Je n'ai pas besoin d'une bonne douche. Je n'ai pas besoin qu'on nettoie l'espoir chaque fois qu'il point en moi. Surtout s'il est mince, tenu, et tellement improbable. Je me trouve bien dans mes ardeurs, mes élans, je les choisis avec parcimonie, je crois être plutôt raisonnable en enthousiasmes. Mais c'est vrai que rien ne m'agace plus que l'attentisme et l'immobilité. Alors plutôt qu'une douche froide, donnez-moi des arguments, et surtout, proposez moi des alternatives. Si on ne fait pas ça, d'accord, mais on fait quoi ?

 

 26 janvier

Résistance égotique. J'ai voulu savoir. J'ai demandé à ma douce de m'attacher sur le lit, hors de portée de l'ordinateur, comme Ulysse à son mat résistant au chant des sirènes. 22 heures, 23 heures, minuit ! Un jour sans publier de pensée du jour, et... La voûte céleste ne s'est pas fendue ! La terre n'a pas tremblée ! Même Facebook a continué l'égrenage sans fin (ni queue, ni tête) de ses notifications amicales (ou pas). Au fond, que je pense ou pas, que je partage ou pas mes pensées quotidiennes, ne rend le monde ni plus laid ni plus triste ni plus heureux. Devant une telle indifférence, mon ego en a pris un coup !

 

 27 janvier

Merveilles du monde laïc. Une pensée compatissante avec le président Iranien Hassan Rohani. Moi, ce matin, sur l'oreiller, tout près, si près de ma bouche, j'ai eu droit à deux levers de soleil.

 

 28 janvier

Je laisse à d'autres. Pas le temps, pas le goût. Ou plutôt, c'est que je croise parfois des pensées qui dépassent de si loin les miennes qu'il serait cruel de vous infliger mes propres songes. Je laisse la place à Jack Hirshman.

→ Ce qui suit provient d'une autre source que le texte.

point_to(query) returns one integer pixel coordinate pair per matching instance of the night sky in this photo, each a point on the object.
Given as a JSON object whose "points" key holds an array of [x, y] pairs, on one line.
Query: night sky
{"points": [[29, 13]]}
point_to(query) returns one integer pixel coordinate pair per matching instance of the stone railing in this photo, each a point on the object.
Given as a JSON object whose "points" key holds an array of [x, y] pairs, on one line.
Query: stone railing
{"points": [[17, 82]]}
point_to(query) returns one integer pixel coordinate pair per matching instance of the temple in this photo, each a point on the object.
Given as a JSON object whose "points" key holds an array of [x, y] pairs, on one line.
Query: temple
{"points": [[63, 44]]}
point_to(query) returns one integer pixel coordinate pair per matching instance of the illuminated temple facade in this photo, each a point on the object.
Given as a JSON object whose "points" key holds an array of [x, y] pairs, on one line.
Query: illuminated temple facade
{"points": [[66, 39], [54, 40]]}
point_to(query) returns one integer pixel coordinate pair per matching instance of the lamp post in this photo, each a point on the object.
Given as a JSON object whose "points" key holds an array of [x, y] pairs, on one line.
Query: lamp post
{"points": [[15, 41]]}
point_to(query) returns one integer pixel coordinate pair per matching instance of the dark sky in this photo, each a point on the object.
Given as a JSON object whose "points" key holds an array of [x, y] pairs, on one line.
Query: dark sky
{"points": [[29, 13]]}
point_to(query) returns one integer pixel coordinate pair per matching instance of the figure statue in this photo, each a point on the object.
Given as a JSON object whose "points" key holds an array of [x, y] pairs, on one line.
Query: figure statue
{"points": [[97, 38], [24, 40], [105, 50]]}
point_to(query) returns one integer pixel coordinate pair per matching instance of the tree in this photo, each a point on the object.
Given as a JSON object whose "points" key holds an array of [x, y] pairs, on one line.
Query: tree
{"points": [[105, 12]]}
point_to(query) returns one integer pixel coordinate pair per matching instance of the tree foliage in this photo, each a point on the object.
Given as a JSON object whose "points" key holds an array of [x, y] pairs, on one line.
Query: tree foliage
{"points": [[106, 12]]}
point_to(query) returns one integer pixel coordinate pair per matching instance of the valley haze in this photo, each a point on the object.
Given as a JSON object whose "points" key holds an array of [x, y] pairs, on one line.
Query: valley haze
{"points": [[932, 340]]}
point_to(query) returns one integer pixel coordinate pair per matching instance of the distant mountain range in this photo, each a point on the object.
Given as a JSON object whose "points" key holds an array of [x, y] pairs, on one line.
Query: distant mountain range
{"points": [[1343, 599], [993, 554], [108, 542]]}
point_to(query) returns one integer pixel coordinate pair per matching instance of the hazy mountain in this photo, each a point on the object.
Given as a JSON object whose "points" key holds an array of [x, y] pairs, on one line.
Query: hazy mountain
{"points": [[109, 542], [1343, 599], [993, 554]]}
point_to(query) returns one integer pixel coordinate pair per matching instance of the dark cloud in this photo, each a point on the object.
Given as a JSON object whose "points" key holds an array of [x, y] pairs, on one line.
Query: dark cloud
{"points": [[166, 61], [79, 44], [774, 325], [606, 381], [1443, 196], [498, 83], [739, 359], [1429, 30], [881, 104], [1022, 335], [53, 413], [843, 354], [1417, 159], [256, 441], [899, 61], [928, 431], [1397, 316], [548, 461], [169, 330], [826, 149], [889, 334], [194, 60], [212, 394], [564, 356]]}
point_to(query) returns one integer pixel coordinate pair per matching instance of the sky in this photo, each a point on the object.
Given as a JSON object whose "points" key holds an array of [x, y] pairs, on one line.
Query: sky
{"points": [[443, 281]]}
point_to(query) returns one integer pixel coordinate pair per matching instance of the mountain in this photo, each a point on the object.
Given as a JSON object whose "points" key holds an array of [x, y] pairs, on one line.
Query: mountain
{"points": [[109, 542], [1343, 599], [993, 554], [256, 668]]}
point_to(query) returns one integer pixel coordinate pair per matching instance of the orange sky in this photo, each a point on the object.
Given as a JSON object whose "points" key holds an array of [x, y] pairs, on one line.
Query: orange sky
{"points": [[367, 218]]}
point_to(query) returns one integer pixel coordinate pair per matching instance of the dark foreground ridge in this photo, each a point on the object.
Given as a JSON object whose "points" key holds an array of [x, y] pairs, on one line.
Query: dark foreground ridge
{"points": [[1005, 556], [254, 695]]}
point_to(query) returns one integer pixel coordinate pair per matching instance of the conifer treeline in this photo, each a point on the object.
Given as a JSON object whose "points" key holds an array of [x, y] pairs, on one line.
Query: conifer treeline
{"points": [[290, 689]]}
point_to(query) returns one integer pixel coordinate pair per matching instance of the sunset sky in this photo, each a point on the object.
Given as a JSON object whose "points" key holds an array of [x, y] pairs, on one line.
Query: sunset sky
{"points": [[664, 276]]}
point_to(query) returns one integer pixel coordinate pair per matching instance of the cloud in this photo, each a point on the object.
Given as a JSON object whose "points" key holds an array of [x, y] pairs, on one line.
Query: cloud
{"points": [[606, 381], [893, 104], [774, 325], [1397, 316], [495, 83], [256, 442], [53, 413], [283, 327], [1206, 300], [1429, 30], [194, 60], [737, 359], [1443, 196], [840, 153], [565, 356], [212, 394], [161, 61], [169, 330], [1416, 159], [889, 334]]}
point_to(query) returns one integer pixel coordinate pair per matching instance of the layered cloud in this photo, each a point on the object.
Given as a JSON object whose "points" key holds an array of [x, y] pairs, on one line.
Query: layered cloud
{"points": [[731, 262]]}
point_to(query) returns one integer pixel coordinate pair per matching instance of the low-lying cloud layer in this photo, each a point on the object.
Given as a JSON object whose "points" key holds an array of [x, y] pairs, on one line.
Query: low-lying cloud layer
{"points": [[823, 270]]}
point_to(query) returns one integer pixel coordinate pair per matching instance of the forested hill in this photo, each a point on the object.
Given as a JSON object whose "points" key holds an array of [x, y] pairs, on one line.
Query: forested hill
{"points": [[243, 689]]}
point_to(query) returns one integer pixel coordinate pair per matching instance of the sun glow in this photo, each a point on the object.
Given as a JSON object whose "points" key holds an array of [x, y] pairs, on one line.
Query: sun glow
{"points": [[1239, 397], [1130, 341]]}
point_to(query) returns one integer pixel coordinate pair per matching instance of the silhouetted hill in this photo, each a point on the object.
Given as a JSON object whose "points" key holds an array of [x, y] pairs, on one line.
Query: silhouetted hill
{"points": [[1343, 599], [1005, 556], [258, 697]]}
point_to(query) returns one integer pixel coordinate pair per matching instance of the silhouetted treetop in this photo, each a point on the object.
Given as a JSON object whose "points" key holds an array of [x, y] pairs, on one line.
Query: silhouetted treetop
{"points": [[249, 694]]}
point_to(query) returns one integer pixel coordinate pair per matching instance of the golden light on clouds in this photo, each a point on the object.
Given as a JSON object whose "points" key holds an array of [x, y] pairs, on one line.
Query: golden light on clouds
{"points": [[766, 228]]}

" Comme ils veulent tous que nous

soyons petits, nous qui d'abord,

n'avons jamais été des géants,

plus petits que petits, menu fretin

plus menu que menu - écrabouillés, 

bien que notre langue connaisse

la profondeur de l'espérance et des pleurs emplis d'étoiles."

 

 29 janvier

Navigation à l'estime. Tout est tellement prévisible, la voie est tellement tracée d'ornières profondes. Nous savons comme sont inhospitaliers les marécages où elle mène. Nous éprouvons que les suivre est courir à notre perte. Nous n'ignorons pas qu'au bout de ces chemins, les vautours ont arpenté leur domaine. Alors la poésie de René Char nous sert de recette : « Mettre en route l'intelligence sans le secours des cartes d'état-major ».

 

Ma pensée du 30 janvier

Anorexie politique. Ce soir à Vannes, maigre rassemblement devant la préfecture, contre la prolongation de l'état d'urgence. Quand on est peu, ainsi, il faut penser combien ce peu est précieux. C'est comme une petite braise qui ne demande qu'à se faire brasier si on lui souffle l'oxygène et la nourrit, ou à s'éteindre définitivement si on la couvre de cendre. Nous n'étions sans doute pas assez maigres, pas assez petits, un des orateurs s'est trouvé de bonnes raisons pour dénigrer quelques-uns des présents. Il y a des gens qui, décidément, aiment les cendres. 

 

31 janvier.

Tendresse paradoxale. La vie est pleine de paradoxe. Ainsi mes pensées du jour, souvent me viennent la nuit. Il faudrait alors que je me lève et que j'écrive pour m'en débarrasser. Mais il y a la couette, et les bras de ma douce qui m'entourent de tendresse. (On ne quitte pas impunément une telle chaleur.) Alors j'écris dans ma tête, et ça tourne et ça tourne, et le petit matin me cueille de mauvaise mine.